Zorvan pointa un doigt vengeur vers moi.
-En plus, vous êtes mis en cause personnellement, je cite : "...et encore une pensée pour monsieur le secrétaire alors que les draps voltigeaient en tout sens. " Hadley Fairchild pense à vous en voyant les draps du prétendu Stanzas voltiger !!! Je vous laisse imaginer ce que l’innocent citoyen pourrait comprendre à toutes ces références non référencées, à ces errances allusives, à ces images baroques. Vous saviez, vous, que Stanzas se sert d'une brosse à cheveux ? Et ensuite, cette séance de chanson subliminale, cachant vraisemblablement des enchaînements lacaniens « L'inconscient est structuré comme un langage ». Un moulin dans le subconscient du Dévoreur !
Evidemment tout cela ne touche pas vraiment le Professeur mais les échos de ces manoeuvres pourraient perturber définitivement l’équilibre de l’Antichambre, lequel est réglé sur les harmoniques de .. bah, vous ne comprendriez pas.
Il me montra les dents dans un de ces ricanements dont il avait le secret et me lança :
-Vous êtes mou comme vos crêpes. Tout ce qui se passe ici est de votre faute et dissimule une tentative de déstabilisation de l’ordre établi, de détournements des règlements et autorisations, le tout à des fins personnelles plus ou moins évidentes. J’y vois une contestation des Autorités sous le fallacieux prétexte de détendre l’atmosphère. Peut-être même les prémisses d’une rébellion organisée.
Je l’arrêtais aussitôt :
-Prémisses ? Vous êtes sûr ? Ce n’est pas plutôt prémices qui conviendrait ici ?
Là, j’avoue que je fus assez content de moi. Zorvan resta un instant sans voix et me regarda sous le nez :
-Comment savez-vous que j’ai dit prémisses et non prémices ?

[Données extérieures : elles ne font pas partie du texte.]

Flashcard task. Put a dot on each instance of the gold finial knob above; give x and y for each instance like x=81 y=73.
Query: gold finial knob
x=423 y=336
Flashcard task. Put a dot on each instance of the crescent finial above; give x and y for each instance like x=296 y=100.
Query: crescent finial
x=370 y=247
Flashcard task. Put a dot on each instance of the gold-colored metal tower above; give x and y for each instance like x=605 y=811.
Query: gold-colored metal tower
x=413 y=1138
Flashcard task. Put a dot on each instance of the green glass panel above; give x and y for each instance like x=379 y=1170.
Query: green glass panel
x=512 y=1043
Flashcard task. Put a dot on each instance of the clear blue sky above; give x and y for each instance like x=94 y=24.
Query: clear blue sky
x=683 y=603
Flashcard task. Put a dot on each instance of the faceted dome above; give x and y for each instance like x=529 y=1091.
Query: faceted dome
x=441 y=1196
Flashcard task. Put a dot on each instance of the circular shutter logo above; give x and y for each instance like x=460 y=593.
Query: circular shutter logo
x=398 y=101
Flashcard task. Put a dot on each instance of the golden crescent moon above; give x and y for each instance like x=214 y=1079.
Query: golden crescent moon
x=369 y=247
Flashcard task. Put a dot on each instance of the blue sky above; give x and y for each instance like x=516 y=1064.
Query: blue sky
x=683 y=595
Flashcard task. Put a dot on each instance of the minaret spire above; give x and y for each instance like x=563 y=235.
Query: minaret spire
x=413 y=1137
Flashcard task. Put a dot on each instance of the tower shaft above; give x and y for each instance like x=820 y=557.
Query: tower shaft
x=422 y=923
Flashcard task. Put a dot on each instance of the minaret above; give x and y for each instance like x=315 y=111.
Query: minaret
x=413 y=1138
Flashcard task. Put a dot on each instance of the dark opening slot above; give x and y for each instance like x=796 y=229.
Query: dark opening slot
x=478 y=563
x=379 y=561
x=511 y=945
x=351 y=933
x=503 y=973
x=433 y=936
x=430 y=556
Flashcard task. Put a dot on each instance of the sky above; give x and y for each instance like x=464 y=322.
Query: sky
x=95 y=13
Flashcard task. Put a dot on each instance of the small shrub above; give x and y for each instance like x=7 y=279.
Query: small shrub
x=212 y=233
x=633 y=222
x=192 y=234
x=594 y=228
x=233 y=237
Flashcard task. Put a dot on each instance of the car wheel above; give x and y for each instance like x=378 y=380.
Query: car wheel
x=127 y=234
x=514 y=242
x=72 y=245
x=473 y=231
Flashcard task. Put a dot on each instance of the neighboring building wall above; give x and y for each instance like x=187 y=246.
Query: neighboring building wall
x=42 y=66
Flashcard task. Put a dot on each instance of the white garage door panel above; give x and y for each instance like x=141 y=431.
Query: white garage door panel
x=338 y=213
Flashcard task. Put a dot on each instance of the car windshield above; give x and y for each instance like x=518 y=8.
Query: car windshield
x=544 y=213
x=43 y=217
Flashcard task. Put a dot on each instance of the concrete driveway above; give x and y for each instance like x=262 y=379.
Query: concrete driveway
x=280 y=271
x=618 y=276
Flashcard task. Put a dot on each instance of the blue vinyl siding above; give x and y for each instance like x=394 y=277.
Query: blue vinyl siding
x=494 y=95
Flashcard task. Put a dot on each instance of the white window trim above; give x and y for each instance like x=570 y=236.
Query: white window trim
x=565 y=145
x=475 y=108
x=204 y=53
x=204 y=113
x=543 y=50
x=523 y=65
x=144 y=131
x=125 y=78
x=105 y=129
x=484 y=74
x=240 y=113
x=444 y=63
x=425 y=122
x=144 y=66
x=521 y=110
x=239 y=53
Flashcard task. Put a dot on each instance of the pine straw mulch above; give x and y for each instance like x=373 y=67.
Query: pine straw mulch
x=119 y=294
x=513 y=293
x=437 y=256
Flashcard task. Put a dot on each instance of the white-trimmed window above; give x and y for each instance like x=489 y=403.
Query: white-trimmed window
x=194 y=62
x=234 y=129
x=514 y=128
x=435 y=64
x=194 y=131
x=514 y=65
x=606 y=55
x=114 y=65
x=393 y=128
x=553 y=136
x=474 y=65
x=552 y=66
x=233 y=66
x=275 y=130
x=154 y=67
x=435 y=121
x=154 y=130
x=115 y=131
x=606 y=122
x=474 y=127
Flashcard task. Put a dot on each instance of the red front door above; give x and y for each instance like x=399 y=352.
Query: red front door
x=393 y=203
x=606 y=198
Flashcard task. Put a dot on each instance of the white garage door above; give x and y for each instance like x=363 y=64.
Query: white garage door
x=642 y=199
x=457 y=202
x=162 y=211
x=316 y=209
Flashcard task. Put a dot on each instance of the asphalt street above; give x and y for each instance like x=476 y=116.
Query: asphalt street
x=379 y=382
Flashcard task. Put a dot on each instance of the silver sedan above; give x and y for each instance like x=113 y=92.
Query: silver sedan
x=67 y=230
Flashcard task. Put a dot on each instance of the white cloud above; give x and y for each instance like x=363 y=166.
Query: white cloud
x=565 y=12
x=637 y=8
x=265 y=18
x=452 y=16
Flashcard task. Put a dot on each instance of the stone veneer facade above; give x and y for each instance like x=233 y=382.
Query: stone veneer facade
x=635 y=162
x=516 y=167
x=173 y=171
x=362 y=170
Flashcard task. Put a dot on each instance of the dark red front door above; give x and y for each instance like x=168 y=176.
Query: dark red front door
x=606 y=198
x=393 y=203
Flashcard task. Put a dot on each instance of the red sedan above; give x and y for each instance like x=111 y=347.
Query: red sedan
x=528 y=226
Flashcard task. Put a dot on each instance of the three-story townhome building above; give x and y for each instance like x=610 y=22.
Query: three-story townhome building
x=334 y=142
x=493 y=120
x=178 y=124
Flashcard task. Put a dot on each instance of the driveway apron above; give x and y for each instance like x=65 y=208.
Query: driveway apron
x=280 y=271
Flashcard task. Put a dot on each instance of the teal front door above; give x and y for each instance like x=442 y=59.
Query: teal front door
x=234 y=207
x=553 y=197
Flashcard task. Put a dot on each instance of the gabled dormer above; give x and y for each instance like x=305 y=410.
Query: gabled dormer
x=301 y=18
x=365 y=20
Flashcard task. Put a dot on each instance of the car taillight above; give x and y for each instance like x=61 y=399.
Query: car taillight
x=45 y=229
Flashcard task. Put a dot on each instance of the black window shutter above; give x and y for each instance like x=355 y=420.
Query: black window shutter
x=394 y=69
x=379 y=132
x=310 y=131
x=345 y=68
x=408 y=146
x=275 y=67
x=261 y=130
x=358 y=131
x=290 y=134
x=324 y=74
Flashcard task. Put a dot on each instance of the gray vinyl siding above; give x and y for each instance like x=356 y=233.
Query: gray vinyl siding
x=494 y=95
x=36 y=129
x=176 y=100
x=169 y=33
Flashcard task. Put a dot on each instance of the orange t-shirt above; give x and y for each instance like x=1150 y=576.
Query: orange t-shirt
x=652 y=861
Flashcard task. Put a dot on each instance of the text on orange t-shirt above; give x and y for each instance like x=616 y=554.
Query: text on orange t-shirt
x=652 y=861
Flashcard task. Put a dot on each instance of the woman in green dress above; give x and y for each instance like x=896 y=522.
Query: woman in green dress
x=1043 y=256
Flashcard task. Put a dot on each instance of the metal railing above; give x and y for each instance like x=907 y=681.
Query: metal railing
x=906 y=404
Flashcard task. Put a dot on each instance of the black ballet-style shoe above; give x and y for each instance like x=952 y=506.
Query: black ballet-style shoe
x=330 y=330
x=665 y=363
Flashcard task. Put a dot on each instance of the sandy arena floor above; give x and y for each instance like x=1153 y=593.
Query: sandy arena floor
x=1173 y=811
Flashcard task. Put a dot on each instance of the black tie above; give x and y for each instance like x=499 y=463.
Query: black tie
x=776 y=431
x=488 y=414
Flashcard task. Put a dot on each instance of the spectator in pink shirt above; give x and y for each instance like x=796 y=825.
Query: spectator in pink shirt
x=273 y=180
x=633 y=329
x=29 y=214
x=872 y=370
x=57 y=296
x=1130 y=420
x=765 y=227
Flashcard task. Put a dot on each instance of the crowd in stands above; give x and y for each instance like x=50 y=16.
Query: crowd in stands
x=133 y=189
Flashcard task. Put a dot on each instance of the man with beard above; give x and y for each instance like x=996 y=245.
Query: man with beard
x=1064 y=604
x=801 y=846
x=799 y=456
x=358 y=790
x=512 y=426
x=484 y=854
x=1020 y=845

-Croyez vous être le seul à lire les pensées ? Vous m’êtes transparent, cher Zorvan. Et vous devriez être content de voir que le Système peut être infléchi, le Dévoreur mis à nu, euh,enfin, je veux dire, réactualisé, interprété. De toutes façons, j’ai des pyjamas de secours.
J’ajoutais, sincèrement convaincu :
-En plus, tout cela est très révélateur des personnalités de nos futurs voyageurs et ne peut que vous aider dans votre travail.
-Ils devraient être dans la Galerie des Illusions ! Un mystère doit y être résolu ! se plaignit le Gardien.
J’y allai de mon sourire supérieur.
-Ne pleurez pas, Ô grand Zorvan. Je vais aller voir où ils en sont et je vous laisse à vos responsabilités.
J’avais tactilé ma tablette et lu que l’Office du tourisme de Mirmande proposait des week-ends de rêve. C’était tentant. Et sur ce, je disparus avec l’aisance que me conférait mon état ectoplasmique.